Introduction

The prevention of stroke and thrombosis following aortic valve bioprosthetic implantation is a critical aspect of patient care that necessitates a careful balance of anticoagulants and antiplatelet agents. While lifelong warfarin therapy is recommended for mechanical valves, the approach for bioprosthetic valves is nuanced. The months following initial surgery carry an elevated risk of blood clot formation due to surgery-induced inflammation and tissue healing [1,2,3,4,5]. During this period, the body’s own endothelial cells gradually adhere to the bioprosthetic valve’s surface, offering protection against blood clot formation [6, 7].

Both the American Heart Association (AHA) and the European Society of Cardiology (ESC) currently recommend a 3-month course of warfarin post-bioprosthetic implantation [8, 9]. Intriguingly, previous studies have suggested the potential efficacy of aspirin (ASA) or even treatment completely without antithrombotic medications as comparable alternatives to warfarin in the initial 3 months for emboli and stroke prevention [10, 11]. However, there remains a scarcity of research beyond this initial period, leaving uncertainties regarding optimal anticoagulation and antiplatelet strategies.

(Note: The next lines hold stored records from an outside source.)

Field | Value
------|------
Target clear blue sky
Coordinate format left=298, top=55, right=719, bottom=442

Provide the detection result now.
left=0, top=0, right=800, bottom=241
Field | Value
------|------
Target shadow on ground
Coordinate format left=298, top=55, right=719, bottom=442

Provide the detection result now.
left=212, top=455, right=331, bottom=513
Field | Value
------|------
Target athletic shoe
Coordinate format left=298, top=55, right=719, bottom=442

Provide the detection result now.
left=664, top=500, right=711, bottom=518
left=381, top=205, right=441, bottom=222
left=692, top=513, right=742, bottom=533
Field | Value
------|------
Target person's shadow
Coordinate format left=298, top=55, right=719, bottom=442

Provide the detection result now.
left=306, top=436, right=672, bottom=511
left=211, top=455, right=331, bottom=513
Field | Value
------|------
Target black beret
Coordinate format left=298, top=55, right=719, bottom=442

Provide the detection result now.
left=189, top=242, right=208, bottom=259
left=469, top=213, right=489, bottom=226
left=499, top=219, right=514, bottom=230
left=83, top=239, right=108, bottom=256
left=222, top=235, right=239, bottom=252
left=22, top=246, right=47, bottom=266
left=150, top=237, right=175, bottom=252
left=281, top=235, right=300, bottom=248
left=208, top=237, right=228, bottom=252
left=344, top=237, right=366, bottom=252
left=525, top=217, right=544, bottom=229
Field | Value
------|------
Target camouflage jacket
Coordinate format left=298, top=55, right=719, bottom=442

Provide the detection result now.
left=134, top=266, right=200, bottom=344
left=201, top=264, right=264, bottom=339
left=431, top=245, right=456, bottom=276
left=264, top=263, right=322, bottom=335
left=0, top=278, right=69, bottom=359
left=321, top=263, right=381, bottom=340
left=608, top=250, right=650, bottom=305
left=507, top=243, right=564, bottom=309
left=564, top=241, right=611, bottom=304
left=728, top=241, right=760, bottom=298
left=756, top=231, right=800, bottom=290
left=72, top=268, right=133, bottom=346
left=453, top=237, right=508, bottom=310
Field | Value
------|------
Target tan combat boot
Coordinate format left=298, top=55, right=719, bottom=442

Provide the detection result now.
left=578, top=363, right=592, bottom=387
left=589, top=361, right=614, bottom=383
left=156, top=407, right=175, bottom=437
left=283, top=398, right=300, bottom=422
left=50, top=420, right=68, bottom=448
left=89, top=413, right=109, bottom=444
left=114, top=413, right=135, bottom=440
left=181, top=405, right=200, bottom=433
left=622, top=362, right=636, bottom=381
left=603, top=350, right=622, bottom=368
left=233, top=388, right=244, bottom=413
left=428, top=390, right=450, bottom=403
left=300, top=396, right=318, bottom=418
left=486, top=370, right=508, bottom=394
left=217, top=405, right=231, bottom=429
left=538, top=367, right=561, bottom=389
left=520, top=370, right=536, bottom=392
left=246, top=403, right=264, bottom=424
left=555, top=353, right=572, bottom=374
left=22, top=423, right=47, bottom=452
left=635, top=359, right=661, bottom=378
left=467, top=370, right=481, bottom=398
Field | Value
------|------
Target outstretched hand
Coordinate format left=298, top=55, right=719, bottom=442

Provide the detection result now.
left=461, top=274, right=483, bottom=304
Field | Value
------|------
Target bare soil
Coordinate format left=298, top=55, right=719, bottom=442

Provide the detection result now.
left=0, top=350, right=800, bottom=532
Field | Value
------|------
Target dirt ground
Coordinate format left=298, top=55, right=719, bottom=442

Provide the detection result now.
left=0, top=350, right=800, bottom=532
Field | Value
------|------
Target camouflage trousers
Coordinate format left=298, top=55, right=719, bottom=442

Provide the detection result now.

The divergent recommendations between AHA and ESC complicate the decision-making process. While AHA advocates the continued use of ASA, ESC, in its latest guidelines, has retracted its prior endorsement of ASA as a permanent solution after aortic bioprosthetic implantation [8, 9]. This discrepancy underscores the complexity of therapeutic decisions, especially considering the intersection of valve disease management with coexisting conditions, such as atrial fibrillation, warranting anticoagulation, or cardio- and cerebrovascular diseases, where antiplatelet therapy may be preferable.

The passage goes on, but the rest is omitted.